THAY NOUS PARLE DU… NIRVANA

LE NIRVANA N’EST PAS LA MORT ÉTERNELLE

Beaucoup de gens ont cette fausse croyance que le nirvana est un état de bénédiction ou un lieu où nous allons après la mort. Peut-être ont-ils entendu la phrase : « Le Bouddha est entré en nirvana après sa mort. » Cela fait du nirvana un endroit où nous allons après la mort. Mais c’est vraiment trompeur, et cette idée est à la base de beaucoup de malentendus dangereux. Cela voudrait dire que nous ne pouvons pas connaître le nirvana de notre vivant ; nous devons mourir pour pouvoir y aller. Ce n’est pas du tout ce que le Bouddha a réellement enseigné. Un jour, lors d’une tournée d’enseignements en Malaisie, dans la ville de Kuala Lumpur, nous avons vu des affiches publicitaires pour une société funéraire bouddhiste qui s’appelait « Nirvana ». Je pensai que c’était vraiment faire offense au Bouddha que d’identifier ainsi la mort avec le nirvana. Le Bouddha n’a jamais identifié le nirvana à la mort. Le nirvana est associé avec la vie, ici et maintenant. L’un des plus grands malentendus des étudiants bouddhistes en Occident a été de définir le nirvana comme une sorte de « mort éternelle », qui mettrait fin au cycle des réincarnations. C’est un grave malentendu sur le sens profond du nirvana. Pourquoi des millions de gens suivraient-ils une religion qui prônerait la mort éternelle ? L’idée même de mort éternelle est toujours limitée par des notions telles qu’être et non-être, naissance et mort, mais la vraie nature de la réalité transcende toutes ces notions. Ce n’est que quand nous sommes vivants que nous pouvons connaître le nirvana. J’espère que quelqu’un à Kuala Lumpur pourra convaincre cette entreprise de pompes funèbres de changer de nom.

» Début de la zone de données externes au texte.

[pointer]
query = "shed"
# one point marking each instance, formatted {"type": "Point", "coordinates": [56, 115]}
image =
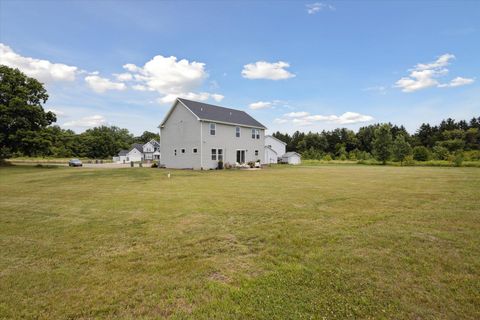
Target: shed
{"type": "Point", "coordinates": [291, 158]}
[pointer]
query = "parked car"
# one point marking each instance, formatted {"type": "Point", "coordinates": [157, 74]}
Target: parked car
{"type": "Point", "coordinates": [75, 163]}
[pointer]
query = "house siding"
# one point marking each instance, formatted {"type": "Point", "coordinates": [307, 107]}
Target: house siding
{"type": "Point", "coordinates": [225, 139]}
{"type": "Point", "coordinates": [180, 131]}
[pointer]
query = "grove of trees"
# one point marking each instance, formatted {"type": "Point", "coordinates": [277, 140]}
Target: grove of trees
{"type": "Point", "coordinates": [385, 142]}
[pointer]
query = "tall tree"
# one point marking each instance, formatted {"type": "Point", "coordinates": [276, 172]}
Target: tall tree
{"type": "Point", "coordinates": [382, 143]}
{"type": "Point", "coordinates": [401, 148]}
{"type": "Point", "coordinates": [22, 117]}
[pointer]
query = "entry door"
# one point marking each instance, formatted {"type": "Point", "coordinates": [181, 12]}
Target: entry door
{"type": "Point", "coordinates": [241, 156]}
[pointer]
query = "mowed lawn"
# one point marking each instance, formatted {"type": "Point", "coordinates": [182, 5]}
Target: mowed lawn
{"type": "Point", "coordinates": [330, 242]}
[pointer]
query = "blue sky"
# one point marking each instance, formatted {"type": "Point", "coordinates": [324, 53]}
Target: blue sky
{"type": "Point", "coordinates": [295, 65]}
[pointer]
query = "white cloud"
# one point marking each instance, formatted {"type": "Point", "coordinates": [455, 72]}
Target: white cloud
{"type": "Point", "coordinates": [299, 114]}
{"type": "Point", "coordinates": [379, 89]}
{"type": "Point", "coordinates": [42, 70]}
{"type": "Point", "coordinates": [303, 118]}
{"type": "Point", "coordinates": [267, 70]}
{"type": "Point", "coordinates": [87, 122]}
{"type": "Point", "coordinates": [172, 78]}
{"type": "Point", "coordinates": [217, 97]}
{"type": "Point", "coordinates": [123, 76]}
{"type": "Point", "coordinates": [316, 7]}
{"type": "Point", "coordinates": [260, 105]}
{"type": "Point", "coordinates": [426, 75]}
{"type": "Point", "coordinates": [100, 85]}
{"type": "Point", "coordinates": [457, 82]}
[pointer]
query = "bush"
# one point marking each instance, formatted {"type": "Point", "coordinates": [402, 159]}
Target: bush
{"type": "Point", "coordinates": [420, 153]}
{"type": "Point", "coordinates": [409, 161]}
{"type": "Point", "coordinates": [440, 153]}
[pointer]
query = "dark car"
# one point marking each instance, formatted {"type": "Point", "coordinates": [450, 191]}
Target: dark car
{"type": "Point", "coordinates": [75, 163]}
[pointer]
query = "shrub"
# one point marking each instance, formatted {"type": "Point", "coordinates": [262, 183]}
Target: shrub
{"type": "Point", "coordinates": [420, 153]}
{"type": "Point", "coordinates": [409, 161]}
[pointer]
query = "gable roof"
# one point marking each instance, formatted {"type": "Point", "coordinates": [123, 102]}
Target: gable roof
{"type": "Point", "coordinates": [210, 112]}
{"type": "Point", "coordinates": [291, 153]}
{"type": "Point", "coordinates": [269, 136]}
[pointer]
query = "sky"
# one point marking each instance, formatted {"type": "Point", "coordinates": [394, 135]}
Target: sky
{"type": "Point", "coordinates": [292, 65]}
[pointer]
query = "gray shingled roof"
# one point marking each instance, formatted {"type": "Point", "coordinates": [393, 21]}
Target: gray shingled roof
{"type": "Point", "coordinates": [216, 113]}
{"type": "Point", "coordinates": [137, 146]}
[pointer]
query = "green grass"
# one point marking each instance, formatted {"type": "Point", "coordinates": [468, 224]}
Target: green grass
{"type": "Point", "coordinates": [317, 242]}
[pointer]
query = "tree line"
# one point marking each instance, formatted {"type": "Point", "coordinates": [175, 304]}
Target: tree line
{"type": "Point", "coordinates": [389, 142]}
{"type": "Point", "coordinates": [26, 129]}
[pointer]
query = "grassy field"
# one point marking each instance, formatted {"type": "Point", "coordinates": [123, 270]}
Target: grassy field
{"type": "Point", "coordinates": [317, 242]}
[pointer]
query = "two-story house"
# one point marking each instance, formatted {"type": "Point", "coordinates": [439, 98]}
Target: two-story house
{"type": "Point", "coordinates": [198, 135]}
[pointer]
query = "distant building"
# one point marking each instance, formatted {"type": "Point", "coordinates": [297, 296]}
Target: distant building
{"type": "Point", "coordinates": [291, 158]}
{"type": "Point", "coordinates": [274, 149]}
{"type": "Point", "coordinates": [198, 135]}
{"type": "Point", "coordinates": [139, 152]}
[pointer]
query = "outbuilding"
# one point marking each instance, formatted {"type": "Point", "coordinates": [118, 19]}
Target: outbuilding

LE NIRVANA, C’EST MAINTENANT

Le nirvana est un état agréable de fraîcheur que nous pouvons atteindre dans cette vie. En utilisant la pleine conscience, la concentration et la vision profonde pour transformer notre souffrance, nous pouvons atteindre le nirvana ici et maintenant. Le nirvana n’est pas un endroit éloigné dans un futur éloigné. Le mot « nirvana » est issu d’un dialecte rural de l’Inde ancienne. Au temps du Bouddha, comme dans beaucoup de zones rurales aujourd’hui encore, les repas étaient préparés sur un petit feu de paille, de bouse, de bois ou même de balle de riz. Chaque matin, la première chose que faisait la mère de famille était d’allumer le feu pour préparer le repas des membres de la famille qui partaient travailler dans les champs. Elle commençait par poser la main au-dessus des cendres de la veille pour voir si elles étaient encore chaudes.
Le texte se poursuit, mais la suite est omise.